Peter non voleva approfondire la questione, non era proprio il caso. E poi era sempre stato un po' geloso del rapporto tra Harry e Ellie, sembrava che ci fosse una specie di complicità fra loro, complicità che lui non aveva mai avuto con il ragazzo. Ora per una volta Harry era lì con lui, ed era con lui che stava parlando, non voleva sciupare quella sintonia che si era creata. E poi se avesse raccontato tutto a Ellie il ragazzo avrebbe potuto sentirsi tradito. Stava a lui decidere se e quando confidarsi con la donna.
Decise che era meglio assecondarla per evitare che si impuntasse, cosa che sarebbe accaduta sicuramente.
"Già. Scusa cara è che sono stanco e stavo per andare a casa, ma hai ragione, forse siamo ancora in tempo. Di che si tratta?"
Mentre Ellie raccontava, l'uomo sbiancò.
"Ne sei sicura?"
"Certo che sì! Per chi mi prendi?" Peter gettò uno sguardo verso Harry, che sembrava non essersi accorto di niente e non smetteva di fissare il soffitto.
"La fonte è attendibile?", continuò poi.
"La fonte è miaminews24h.com. È uno dei canali di suo padre, no? Più attendibile di così!!"
Peter ammutolì.
"Allora?! Non è meraviglioso? Dici che ce la facciamo a pubblicarlo? Magari giusto un trafiletto!", insisté Ellie.
Peter balbettò un "ti richiamo" e riagganciò.
Uscì dallo studio bianco come un cencio e si diresse lentamente verso Harry. Il riccio corrugò la fronte mentre lo guardava avvicinarsi.
"Pete chi era al telefono?"
Non sapeva da che parte iniziare.
"Era Ellie.", biascicò con un filo di voce. Presto si rese conto che era inutile cercare di indorare la pillola. "Harry, senti, tanto vale che tu lo sappia da me, domani comunque sarà su tutti i giornali" disse grattandosi la testa. "Che cosa? Cosa devo sapere?", domandò il riccio con una punta di preoccupazione.
"Louis Tomlinson sposerà Liam Payne, il prossimo sabato".
Harry sentì le viscere sgretolarsi. Era finita sul serio. Non c'era stato nessun malinteso, né era stata una questione d'orgoglio.
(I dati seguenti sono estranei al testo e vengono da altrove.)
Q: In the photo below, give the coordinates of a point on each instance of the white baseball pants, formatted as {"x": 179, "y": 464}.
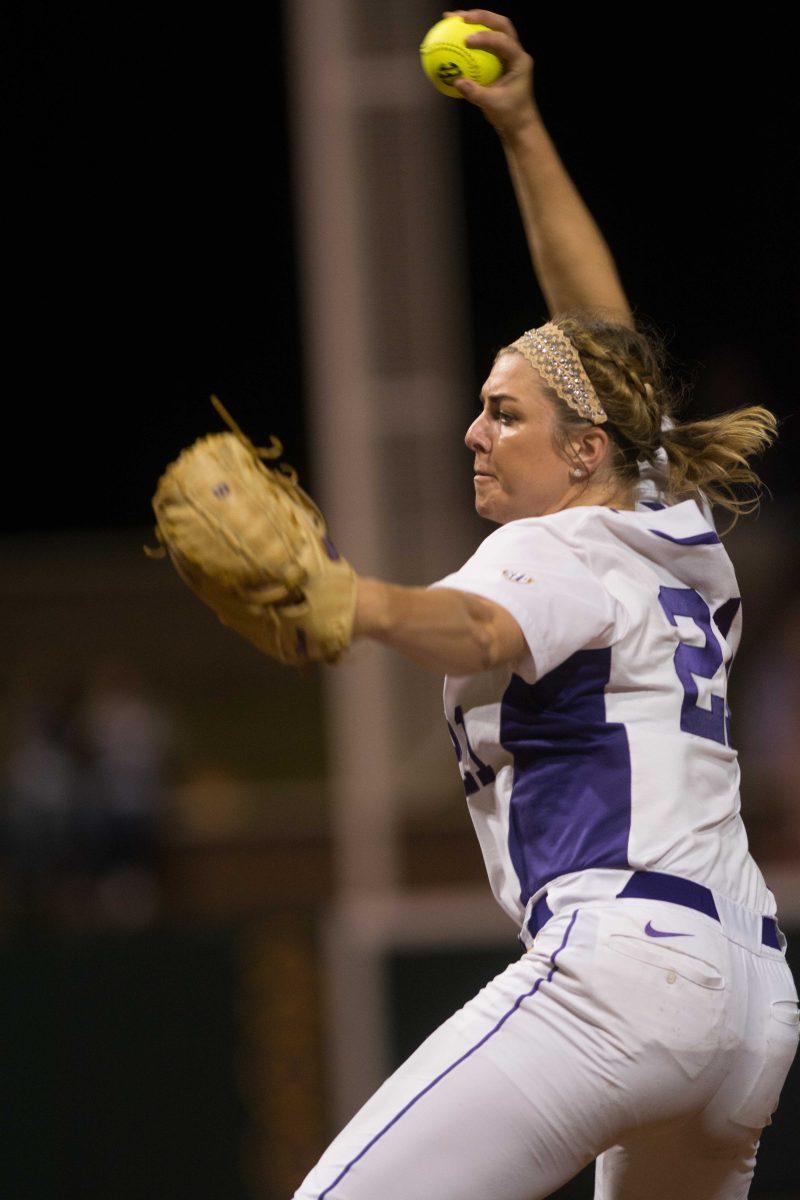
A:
{"x": 659, "y": 1054}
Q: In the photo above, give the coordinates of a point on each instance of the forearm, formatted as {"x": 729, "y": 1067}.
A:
{"x": 571, "y": 259}
{"x": 449, "y": 631}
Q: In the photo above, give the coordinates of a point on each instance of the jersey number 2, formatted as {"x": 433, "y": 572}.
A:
{"x": 703, "y": 661}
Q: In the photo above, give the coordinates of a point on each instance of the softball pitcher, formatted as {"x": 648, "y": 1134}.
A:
{"x": 651, "y": 1019}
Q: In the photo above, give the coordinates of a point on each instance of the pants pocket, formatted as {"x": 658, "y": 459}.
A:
{"x": 668, "y": 958}
{"x": 780, "y": 1044}
{"x": 671, "y": 1002}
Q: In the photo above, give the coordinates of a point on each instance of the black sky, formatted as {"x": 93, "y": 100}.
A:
{"x": 151, "y": 247}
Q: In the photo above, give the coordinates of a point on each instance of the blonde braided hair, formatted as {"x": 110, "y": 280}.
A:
{"x": 626, "y": 369}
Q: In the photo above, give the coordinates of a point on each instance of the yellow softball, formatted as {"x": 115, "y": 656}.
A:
{"x": 445, "y": 57}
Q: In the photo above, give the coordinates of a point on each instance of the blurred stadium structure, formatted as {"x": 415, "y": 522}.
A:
{"x": 221, "y": 881}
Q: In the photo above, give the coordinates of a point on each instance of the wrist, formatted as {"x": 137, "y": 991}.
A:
{"x": 522, "y": 131}
{"x": 371, "y": 611}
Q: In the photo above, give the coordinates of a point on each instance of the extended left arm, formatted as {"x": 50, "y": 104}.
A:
{"x": 449, "y": 631}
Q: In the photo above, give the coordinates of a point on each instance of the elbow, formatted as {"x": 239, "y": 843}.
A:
{"x": 487, "y": 643}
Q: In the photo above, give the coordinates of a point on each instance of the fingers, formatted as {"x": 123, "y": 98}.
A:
{"x": 505, "y": 47}
{"x": 483, "y": 17}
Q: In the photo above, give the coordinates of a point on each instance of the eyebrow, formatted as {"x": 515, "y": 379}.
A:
{"x": 498, "y": 397}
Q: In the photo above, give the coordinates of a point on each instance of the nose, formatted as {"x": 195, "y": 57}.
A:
{"x": 477, "y": 435}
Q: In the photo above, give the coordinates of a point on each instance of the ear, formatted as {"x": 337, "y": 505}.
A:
{"x": 593, "y": 447}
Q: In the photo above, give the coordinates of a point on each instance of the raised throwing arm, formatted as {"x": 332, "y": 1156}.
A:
{"x": 571, "y": 259}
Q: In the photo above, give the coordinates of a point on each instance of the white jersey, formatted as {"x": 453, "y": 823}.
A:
{"x": 606, "y": 749}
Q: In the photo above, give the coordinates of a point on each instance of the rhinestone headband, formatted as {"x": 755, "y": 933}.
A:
{"x": 551, "y": 352}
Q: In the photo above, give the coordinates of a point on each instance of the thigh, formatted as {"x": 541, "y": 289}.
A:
{"x": 710, "y": 1155}
{"x": 497, "y": 1104}
{"x": 678, "y": 1162}
{"x": 555, "y": 1060}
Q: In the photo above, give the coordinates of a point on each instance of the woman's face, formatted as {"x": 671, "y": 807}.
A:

Guardò Peter negli occhi, in una muta richiesta di aiuto, in cerca di un appiglio, di una smentita, in attesa che gli dicesse che era stato tutto uno scherzo, perché forse fino a quel momento, aveva avuto ancora un piccolo barlume di speranza.
Lo guardò supplicandolo mentalmente di dirgli che si era sbagliato, che aveva solo capito male, mentre le lacrime ricominciavano a sgorgare copiose e definitive. Fu incapace di trattenerle questa volta, mentre una morsa gli stritolava il cuore. "Ogni giorno un sognatore muore. Per vedere che cosa c'è dall'altra parte".
Eccomi qui!! Bene, è tempo di comunicazioni: il prossimo capitolo sarà l'ultimo, di questa storia.
Voglio ringraziare di nuovo tutti quelli che l'hanno letta, mi ha fatto un piacere immenso, con menzione speciale a whitedevil_ Dylangotstyle e larryslaughs , che mi lasciano sempre commenti carini.
Per chi non lo sapesse Peter Warne e Ellie Andrews sono i protagonisti originali del film Accadde una notte interpretati magistralmente da Clarke Gable e Claudette Colbert, che infatti vinsero entrambi l'Oscar. Volevo dirlo perché era giusto.